Makan anak itu dosa tidak yah, pikir Baheera keki. " Mama yang sedih, Abang nggak sedih kok." Baheera menjelaskannya, sedangkan bocah itu menggangguk sok mengerti ucapan mamanya.

" Oke, jadi bisa Abang jelasin kenapa makanannya Abang buang?" Baheera bertanya lembut, padahal dalam hati dan pikirannya sudah bertanduk ingin marah.

Ingat cobaan hidup itu banyak, misalnya ujian sabar seperti ini.
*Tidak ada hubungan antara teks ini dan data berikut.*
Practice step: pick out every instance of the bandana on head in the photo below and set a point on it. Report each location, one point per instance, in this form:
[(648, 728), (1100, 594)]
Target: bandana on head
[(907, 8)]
" Taya ndak buang kok Mama. Ini Taya bantu Mama." jawab Taya sebal. Mana pernah ia buang makanan. Nanti nasinya bisa sedih. Taya takut nanti nasinya datang nangis-nangis waktu Taya tidur.

Yatuhan, gemes sekali Baheera dengan putranya itu, "itu, yang abang kubur di galian barusan loh Bang. Mama lihat kok. Piring makanan Abang juga masih jadi bukti nih."

" Taya bantu mama kok." Taya ngotot sekali. Tidak mau mengaku. Bibir mungil itu mengerucut sebal. Ia tidak suka dituduh. Mamanya nggak asik.

" Bisa jelasin sama Mama. Bantunya bagimana?" Oke mungkin Baheera harus membeli stok sabar. Pelan-pelan. Putranya itu cukup paham kok kalau makanan tidak boleh di buang. Jika tidak suka, maka jangan dipaksa makan lalu membuangnya nanti.

" Tadi Mama bilang sayulnya habis. Ini sayul-sayul Taya tanam. Mama ndak sedih lagi nanti, ada sayul Taya tanam. Oke Mama." Ujarnya polos, sambil menunjukkan dimana sayuran Taya buang tadi.

" Nasi sama ikannya abang tanam juga?"

" Ndak, makan kok Mama. Ndak abis nasi sama ikan, jadi ndak Taya tanam."

Jadi siapa yang salah? Baheera yang salah bicara tadi pagi waktu masak atau Taya yang terlalu pintar dan kreatif. Tapi kok begini sekali yah.

Perbanyak berbuat baik saja yah agar lebih banyak di karunia kesabaran.